TextPredictionProject

24 may 2022

Project goal of project

This project is focused on creating model for next word prediction. Basic goal is to help users to type in more fast way and to offer them choices to fill.

One potential drawback would be that model was trained on smaller corpora of text from tweeter.

Potential improvement could be to enlarge corpora of text to get better prediction model.

Corpora of text used in prediction model

Data used for training prediction model is downloaded from < https://d396qusza40orc.cloudfront.net/dsscapstone/dataset/Coursera-SwiftKey.zip>. This data was acquired from SwiftKey.

Concrete dataset used for training was Tweeter data. Zip file also contain text files for blogs and news articles in 3 languges.

Package and model training

In order to train prediction model sbo package was used. Vignnete for this package could be found on < https://cran.r-project.org/web/packages/sbo/vignettes/sbo.html>

Model was train on multiple ngram ranges starting with 2 and ending with 4 ngram range. After testing accuracy of prediction 4 ngram range was used for creating prediction model.

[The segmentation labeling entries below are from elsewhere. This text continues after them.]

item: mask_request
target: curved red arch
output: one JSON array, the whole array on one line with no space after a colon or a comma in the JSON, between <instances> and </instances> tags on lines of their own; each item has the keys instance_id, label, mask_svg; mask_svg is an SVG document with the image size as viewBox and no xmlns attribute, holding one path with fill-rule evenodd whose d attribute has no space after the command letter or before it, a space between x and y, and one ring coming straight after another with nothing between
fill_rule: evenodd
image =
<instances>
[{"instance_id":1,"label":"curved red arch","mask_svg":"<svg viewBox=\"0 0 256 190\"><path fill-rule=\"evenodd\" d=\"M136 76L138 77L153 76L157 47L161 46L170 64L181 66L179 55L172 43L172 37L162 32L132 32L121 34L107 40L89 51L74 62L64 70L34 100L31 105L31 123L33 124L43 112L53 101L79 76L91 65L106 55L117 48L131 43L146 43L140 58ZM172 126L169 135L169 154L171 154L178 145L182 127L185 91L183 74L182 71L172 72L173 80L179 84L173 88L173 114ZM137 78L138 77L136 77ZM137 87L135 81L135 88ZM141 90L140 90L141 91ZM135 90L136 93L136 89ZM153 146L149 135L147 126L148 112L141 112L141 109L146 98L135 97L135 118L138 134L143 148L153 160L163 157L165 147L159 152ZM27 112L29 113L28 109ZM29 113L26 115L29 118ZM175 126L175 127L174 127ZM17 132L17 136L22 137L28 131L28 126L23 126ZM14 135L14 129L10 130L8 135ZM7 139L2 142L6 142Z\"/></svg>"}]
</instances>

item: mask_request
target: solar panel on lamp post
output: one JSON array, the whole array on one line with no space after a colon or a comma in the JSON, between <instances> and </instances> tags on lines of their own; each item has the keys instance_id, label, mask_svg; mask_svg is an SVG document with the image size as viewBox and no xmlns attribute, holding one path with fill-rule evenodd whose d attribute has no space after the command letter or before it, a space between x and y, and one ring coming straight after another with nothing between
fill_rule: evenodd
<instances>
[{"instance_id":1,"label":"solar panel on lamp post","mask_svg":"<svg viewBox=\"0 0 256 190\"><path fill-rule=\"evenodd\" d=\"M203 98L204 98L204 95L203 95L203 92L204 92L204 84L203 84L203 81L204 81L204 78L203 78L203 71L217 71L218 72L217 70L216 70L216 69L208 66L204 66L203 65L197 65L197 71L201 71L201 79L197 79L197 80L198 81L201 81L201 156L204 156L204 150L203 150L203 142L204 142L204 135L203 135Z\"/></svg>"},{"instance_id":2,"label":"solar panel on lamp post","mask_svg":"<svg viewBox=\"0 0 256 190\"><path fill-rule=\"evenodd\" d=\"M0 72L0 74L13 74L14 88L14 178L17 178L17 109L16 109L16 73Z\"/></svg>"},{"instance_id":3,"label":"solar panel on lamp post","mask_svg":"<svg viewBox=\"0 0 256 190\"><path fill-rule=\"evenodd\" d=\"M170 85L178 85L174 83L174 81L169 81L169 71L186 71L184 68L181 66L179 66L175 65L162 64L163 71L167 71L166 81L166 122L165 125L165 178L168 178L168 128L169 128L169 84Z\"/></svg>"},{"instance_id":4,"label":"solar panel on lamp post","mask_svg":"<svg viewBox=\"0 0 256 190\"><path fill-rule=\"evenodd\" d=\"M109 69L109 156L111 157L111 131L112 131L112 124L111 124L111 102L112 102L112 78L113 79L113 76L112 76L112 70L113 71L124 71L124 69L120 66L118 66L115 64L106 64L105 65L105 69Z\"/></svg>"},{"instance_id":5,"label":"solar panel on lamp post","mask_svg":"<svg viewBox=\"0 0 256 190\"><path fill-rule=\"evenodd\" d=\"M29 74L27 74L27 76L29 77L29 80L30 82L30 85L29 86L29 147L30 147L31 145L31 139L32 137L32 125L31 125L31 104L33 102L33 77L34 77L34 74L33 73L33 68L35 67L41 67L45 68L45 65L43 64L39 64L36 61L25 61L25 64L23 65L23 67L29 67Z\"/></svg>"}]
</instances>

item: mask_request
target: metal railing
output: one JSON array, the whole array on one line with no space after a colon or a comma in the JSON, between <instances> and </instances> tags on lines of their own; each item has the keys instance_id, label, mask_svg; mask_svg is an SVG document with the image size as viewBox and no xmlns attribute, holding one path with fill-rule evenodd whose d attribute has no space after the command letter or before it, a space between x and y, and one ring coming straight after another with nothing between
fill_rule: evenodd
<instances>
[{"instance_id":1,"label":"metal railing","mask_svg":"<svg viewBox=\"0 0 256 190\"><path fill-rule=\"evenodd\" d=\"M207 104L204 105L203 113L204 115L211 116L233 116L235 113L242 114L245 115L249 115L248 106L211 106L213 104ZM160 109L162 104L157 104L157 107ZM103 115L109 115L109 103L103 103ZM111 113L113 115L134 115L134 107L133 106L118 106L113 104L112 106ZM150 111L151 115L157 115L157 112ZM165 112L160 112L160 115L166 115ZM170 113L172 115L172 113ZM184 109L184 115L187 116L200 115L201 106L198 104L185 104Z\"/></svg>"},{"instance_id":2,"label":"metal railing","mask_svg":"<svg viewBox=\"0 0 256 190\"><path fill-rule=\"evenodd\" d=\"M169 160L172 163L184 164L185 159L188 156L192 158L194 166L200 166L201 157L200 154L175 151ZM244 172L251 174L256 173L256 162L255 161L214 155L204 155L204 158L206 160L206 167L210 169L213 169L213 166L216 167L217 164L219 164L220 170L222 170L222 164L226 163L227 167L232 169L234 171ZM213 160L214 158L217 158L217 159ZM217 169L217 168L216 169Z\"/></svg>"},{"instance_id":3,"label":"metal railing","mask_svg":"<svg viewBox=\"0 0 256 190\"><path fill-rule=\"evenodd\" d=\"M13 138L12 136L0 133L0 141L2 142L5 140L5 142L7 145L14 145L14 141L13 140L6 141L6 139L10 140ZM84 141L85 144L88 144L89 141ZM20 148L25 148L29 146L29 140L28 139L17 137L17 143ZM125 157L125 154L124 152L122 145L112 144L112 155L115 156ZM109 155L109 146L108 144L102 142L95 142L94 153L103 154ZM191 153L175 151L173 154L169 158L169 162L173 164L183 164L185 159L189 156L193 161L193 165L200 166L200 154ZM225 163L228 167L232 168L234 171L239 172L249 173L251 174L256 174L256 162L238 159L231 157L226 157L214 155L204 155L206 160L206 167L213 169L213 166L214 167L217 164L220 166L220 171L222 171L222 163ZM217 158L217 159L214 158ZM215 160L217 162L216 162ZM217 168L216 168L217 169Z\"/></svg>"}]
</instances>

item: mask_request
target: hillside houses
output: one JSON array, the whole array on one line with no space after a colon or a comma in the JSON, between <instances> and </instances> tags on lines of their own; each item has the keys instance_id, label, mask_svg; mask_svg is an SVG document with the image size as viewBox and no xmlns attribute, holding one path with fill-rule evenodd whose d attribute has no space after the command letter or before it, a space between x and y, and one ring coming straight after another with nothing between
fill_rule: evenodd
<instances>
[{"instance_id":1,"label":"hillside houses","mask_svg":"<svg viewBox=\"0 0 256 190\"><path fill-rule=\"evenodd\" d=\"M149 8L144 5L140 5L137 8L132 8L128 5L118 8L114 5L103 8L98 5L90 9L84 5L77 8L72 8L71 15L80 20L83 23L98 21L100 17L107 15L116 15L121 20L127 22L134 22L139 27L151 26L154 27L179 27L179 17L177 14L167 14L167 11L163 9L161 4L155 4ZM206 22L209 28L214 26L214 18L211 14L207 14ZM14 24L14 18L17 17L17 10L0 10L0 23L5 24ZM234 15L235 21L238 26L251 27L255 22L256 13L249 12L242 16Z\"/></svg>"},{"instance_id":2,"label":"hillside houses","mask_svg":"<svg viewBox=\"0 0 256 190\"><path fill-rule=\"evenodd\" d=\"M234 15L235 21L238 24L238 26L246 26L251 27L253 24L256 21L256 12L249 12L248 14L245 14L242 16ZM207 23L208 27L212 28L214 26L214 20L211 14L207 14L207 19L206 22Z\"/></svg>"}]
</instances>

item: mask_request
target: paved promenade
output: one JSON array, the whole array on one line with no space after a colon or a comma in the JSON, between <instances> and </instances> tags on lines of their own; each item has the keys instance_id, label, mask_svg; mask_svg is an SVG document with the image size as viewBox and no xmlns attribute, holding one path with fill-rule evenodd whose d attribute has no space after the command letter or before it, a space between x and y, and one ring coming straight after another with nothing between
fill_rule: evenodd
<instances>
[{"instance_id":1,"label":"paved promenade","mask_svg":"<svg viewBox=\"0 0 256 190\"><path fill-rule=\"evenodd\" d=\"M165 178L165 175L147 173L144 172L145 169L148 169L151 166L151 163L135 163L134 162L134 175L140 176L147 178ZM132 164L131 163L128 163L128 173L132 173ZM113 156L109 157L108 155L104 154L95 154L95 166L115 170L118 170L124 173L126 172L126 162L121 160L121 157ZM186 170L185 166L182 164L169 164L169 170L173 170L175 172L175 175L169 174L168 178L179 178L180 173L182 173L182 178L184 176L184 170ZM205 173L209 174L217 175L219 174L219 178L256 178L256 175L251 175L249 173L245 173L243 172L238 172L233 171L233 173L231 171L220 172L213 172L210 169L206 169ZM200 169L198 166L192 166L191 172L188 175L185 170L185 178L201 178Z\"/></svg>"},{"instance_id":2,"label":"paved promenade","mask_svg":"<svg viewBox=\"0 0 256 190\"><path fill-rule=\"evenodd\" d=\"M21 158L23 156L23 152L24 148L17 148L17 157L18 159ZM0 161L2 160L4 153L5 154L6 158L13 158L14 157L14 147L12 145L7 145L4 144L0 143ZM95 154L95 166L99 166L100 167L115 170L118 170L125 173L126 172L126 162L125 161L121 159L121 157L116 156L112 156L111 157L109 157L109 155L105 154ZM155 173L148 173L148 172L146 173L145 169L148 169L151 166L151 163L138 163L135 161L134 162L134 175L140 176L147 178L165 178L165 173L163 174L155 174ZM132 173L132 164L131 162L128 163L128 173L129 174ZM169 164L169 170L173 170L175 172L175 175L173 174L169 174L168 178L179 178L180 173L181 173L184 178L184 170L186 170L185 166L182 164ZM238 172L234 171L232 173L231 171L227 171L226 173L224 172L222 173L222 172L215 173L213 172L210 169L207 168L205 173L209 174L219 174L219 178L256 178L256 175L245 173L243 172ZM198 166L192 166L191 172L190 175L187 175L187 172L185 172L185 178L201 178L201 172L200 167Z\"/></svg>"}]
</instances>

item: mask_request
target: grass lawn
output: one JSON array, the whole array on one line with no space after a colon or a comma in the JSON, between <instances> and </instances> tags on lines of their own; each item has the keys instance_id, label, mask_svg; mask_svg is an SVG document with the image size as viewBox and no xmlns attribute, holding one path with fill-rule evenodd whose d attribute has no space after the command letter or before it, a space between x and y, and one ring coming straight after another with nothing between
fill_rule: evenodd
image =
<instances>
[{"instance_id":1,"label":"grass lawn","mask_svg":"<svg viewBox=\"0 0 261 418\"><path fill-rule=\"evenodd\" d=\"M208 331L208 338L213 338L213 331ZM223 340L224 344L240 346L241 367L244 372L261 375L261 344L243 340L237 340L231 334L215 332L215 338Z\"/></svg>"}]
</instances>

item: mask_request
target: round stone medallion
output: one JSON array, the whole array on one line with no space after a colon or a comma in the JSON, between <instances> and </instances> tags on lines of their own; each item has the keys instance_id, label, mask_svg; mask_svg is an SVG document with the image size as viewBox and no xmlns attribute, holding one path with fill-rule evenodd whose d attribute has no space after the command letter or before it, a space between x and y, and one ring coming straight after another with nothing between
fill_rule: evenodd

This model was trained in different session of R and prediction table was exported as rds file to be included in shiny app.

Shiny app

In prototype of text prediction application shiny app was used. User can enter word or phrase in text input and predictions of next word would be generated.

Two predictions are generated from 4 ngram model. First prediction uses most probable prediction from model and secondo best result is also displayed in application. In order that model predicts end of sentence or prediction is not possible, than predictions shows these results.

Way forward

In order to create mode precise prediction model, it would be useful to use larger word corpora.
Maybe it would be also useful to use different R packages to create similar models and compare accuracy.
Potentially compare prediction of model with different programming language like Python or Java.